# Is .44 cal to much?



## Soske (Oct 24, 2020)

I have been using .375 cal lead with my full butterfly setup. Lately I have been thinking of going up to .44 (11mm) cal for more power. Has anyone tried both? Which do you prefer? I'm worried mostly about losing speed and the flat tregectory of .375 (9.5mm) lead


----------



## Royleonard (Jun 30, 2017)

I shoot .44 cal steel exclusively and it works great.Don't know about lead cause I never tried it.


----------



## Ibojoe (Mar 13, 2016)

I enjoy shooting lead and love the .44. It’ll knock the crap out of whatever it hits. I’ve pretty much dialed in on .395. It’s kind of a happy medium between the two you’ve mentioned.


----------



## blindshooter (Sep 3, 2010)

As a 13 year old a friend gave me a 45 caliber mold.
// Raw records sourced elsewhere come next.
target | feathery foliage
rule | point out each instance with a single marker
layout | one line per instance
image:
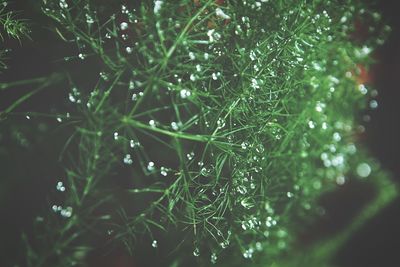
(210, 126)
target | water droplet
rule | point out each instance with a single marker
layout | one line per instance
(337, 137)
(241, 189)
(163, 171)
(60, 187)
(63, 4)
(363, 170)
(196, 252)
(224, 244)
(174, 126)
(184, 93)
(152, 123)
(220, 123)
(150, 166)
(244, 145)
(190, 155)
(128, 159)
(247, 254)
(89, 19)
(81, 56)
(67, 212)
(129, 50)
(247, 203)
(373, 104)
(214, 258)
(123, 26)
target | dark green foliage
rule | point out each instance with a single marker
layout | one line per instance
(216, 136)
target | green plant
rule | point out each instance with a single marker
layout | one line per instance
(226, 123)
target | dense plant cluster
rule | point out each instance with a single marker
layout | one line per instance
(217, 124)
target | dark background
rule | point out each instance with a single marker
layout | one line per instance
(376, 244)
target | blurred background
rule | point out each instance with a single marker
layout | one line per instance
(24, 183)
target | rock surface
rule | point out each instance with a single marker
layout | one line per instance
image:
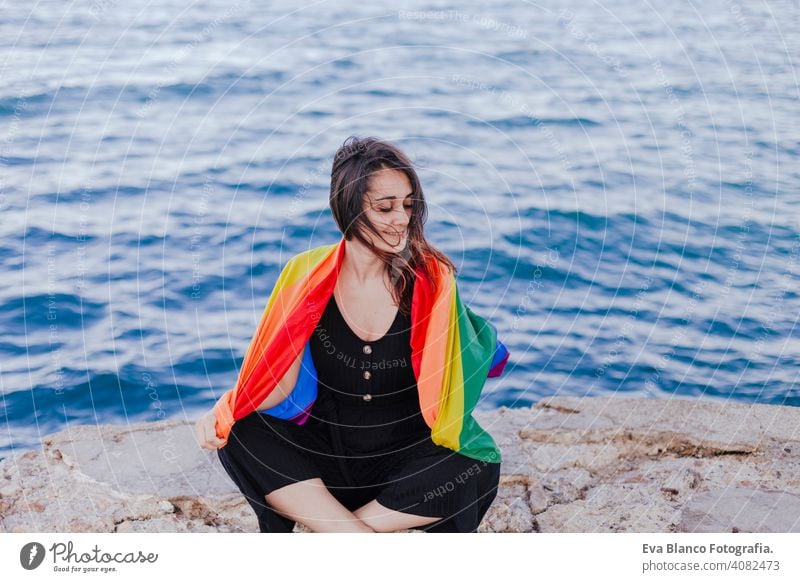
(570, 464)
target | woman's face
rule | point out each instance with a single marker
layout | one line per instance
(387, 205)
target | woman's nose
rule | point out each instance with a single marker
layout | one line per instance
(400, 218)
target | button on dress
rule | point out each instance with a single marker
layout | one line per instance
(365, 438)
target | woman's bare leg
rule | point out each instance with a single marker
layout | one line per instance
(310, 503)
(384, 520)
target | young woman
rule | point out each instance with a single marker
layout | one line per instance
(361, 457)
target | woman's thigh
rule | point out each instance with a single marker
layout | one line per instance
(439, 482)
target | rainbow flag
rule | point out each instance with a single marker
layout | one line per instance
(453, 352)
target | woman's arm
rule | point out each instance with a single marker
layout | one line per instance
(284, 387)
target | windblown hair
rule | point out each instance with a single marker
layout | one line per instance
(353, 165)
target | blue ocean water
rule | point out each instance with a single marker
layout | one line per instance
(617, 183)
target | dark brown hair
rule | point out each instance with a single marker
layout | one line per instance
(353, 165)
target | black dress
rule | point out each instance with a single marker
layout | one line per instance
(365, 438)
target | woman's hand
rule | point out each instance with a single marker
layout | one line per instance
(205, 430)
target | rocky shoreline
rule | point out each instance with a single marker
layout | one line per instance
(604, 464)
I remember them flying soooooooo much slower that the marbles I often used, but they sure killed the tree rats with bushy tails.
I tend to shoot much lighter ammo now that I can no longer hunt.

Sent from my SM-G930V using Tapatalk


----------



## KawKan (May 11, 2013)

I have, and occasionally shoot, .36 and .44 cal lead. There is a big difference in the wallop the .44 delivers.
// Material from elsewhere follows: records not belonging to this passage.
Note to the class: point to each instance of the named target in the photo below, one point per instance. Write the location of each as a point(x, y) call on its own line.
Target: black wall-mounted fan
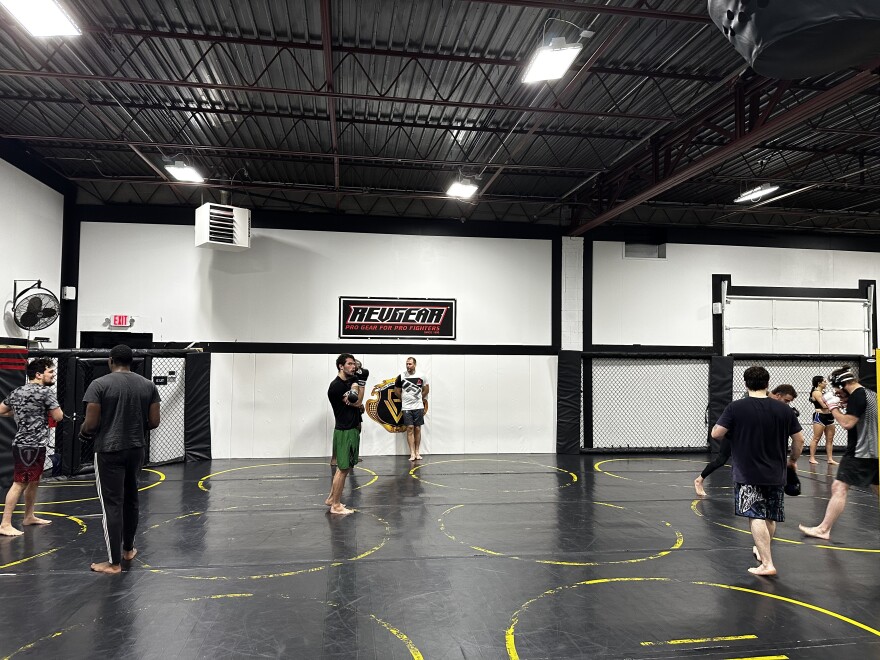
point(34, 307)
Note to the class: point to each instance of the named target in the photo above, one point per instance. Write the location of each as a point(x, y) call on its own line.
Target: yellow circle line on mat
point(264, 576)
point(248, 467)
point(78, 521)
point(510, 633)
point(679, 541)
point(780, 539)
point(89, 499)
point(411, 647)
point(413, 474)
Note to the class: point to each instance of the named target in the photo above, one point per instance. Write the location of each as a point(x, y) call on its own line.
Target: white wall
point(668, 302)
point(275, 406)
point(30, 241)
point(573, 293)
point(286, 288)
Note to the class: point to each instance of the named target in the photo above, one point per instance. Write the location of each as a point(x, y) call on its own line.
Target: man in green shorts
point(346, 433)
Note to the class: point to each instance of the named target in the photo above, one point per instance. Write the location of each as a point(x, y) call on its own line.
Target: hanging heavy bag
point(790, 40)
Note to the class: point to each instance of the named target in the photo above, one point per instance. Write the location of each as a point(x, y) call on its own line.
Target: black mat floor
point(510, 556)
I have more experience shooting 3/8 and 1/2-inch steel, since they work better in my catchbox. I often use the same bandset for both in a session, and simply adjust my aim point lower for the heavier stuff. The big stuff looks like it's being lobbed, but it hits harder despite the lower velocity.

Another strategy that works for me, is that I normally cut my bands to about 1/4 my draw length. That robs some of the power and pays off in longer band life. It also lets me shorten the same band to 1/5 the draw length for the heavier ammo.

Choices, choices, choices!


----------



## THWACK! (Nov 25, 2010)

I use a.495 mold for my lead. I'm a painless shooter - as long as I'm behind the slingshot, I don't feel a thing.

Carry on, fella, no problemo.

THWACK!


----------



## Soske (Oct 24, 2020)




----------



## Reed Lukens (Aug 16, 2020)

11mm-7/16" is my go to. But I do shoot everything from bb's up to 5/8 marbles to 1-1/4" rocks with different bands.


----------



## Soske (Oct 24, 2020)

11mm lead is your go to?


----------



## Reed Lukens (Aug 16, 2020)

No, just 11mm steel here, lead up to 10mm.


----------